Working Mums has been receiving several requests for expert help from people who have been threatened with redundancy during maternity leave or approaching maternity leave. This is a brief overview of the issues.
1. If you are worried about being pushed out while on maternity leave: you are entitled to be given your old job back if you are on ordinary maternity leave. If you are on additional maternity leave, your employer should offer you a similar role in terms of status, pay, etc and you would still be justified in questioning why you didn’t get your old job back.
2. You can be made redundant on maternity leave, but special provisions apply to protect you. You must be given first refusal on any suitable alternative employments. If your company is part of a chain, for instance, and only one branch is being closed down, they need to offer you any jobs that become available elsewhere. As with any other employee, people on maternity leave who are threatened with redundancy should be notified of the redundancy process, be consulted, be included in the pool and put forward for redeployment. Pregnancy or absence due to maternity leave should not be considered as reasons for redundancy.
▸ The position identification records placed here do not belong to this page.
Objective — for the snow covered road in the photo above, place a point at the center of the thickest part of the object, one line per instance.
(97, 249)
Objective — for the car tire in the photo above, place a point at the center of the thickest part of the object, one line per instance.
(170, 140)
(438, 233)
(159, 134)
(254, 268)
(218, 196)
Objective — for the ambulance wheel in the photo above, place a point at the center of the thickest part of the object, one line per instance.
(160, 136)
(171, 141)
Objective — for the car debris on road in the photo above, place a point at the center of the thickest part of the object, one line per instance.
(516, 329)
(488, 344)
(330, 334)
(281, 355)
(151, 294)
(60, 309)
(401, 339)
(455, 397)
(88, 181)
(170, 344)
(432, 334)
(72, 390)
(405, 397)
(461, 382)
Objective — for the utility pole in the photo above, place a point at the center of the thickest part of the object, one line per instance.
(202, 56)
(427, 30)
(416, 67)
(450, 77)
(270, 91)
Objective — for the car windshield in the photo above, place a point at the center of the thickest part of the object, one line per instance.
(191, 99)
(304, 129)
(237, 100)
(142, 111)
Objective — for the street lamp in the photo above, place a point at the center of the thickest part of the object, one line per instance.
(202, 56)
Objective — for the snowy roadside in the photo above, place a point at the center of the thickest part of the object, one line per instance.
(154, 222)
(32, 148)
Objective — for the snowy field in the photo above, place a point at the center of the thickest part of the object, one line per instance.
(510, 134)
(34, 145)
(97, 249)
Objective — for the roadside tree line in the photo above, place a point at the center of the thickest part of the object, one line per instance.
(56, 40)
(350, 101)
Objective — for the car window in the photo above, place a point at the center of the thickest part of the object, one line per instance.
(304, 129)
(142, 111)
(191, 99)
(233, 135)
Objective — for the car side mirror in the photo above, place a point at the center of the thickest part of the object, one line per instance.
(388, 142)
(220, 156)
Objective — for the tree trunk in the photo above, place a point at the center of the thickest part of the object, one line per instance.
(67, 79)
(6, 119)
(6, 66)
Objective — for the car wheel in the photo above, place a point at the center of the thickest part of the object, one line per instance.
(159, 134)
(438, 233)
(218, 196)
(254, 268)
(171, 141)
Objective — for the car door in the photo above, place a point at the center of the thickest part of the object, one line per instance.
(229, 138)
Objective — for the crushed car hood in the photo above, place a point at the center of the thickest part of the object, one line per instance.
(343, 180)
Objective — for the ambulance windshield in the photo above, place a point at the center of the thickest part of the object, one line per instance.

3. To qualify for SMP you have to be employed for at least part of the 15th week before the expected week of childbirth. Your notice period will have an effect depending on how it is treated by your company. If the company pays you in lieu of notice, your termination date will be sooner and they will simply pay you a lump sum up front. If they cannot pay you in lieu of notice or choose not to, this will extend your termination date by the period of notice you are entitled to. As long as you remain employed after the 15th week, you are entitled to maternity pay even if your employment ends. For contractual maternity pay, you normally have to return to work after your maternity pay to keep the extra, but you need to check the specific details with your employer. You will be entitled to your notice pay on top of this and this will sometimes be paid in a lump sum. If your employer asks you to sign a compromise deal it is usual practice for them to pay or contribute to your costs of seeing a solicitor to discuss the redundancy and the compromise agreement.
4. Liability for Statutory Maternity Pay will normally pass to the Secretary of State in cases where the employer is insolvent. For more information, call the Redundancy Payment Services helpline on 0845 145 0004.
5. If you are made redundant while on maternity leave, the redundancy normally becomes effective immediately, unless otherwise agreed during consultation.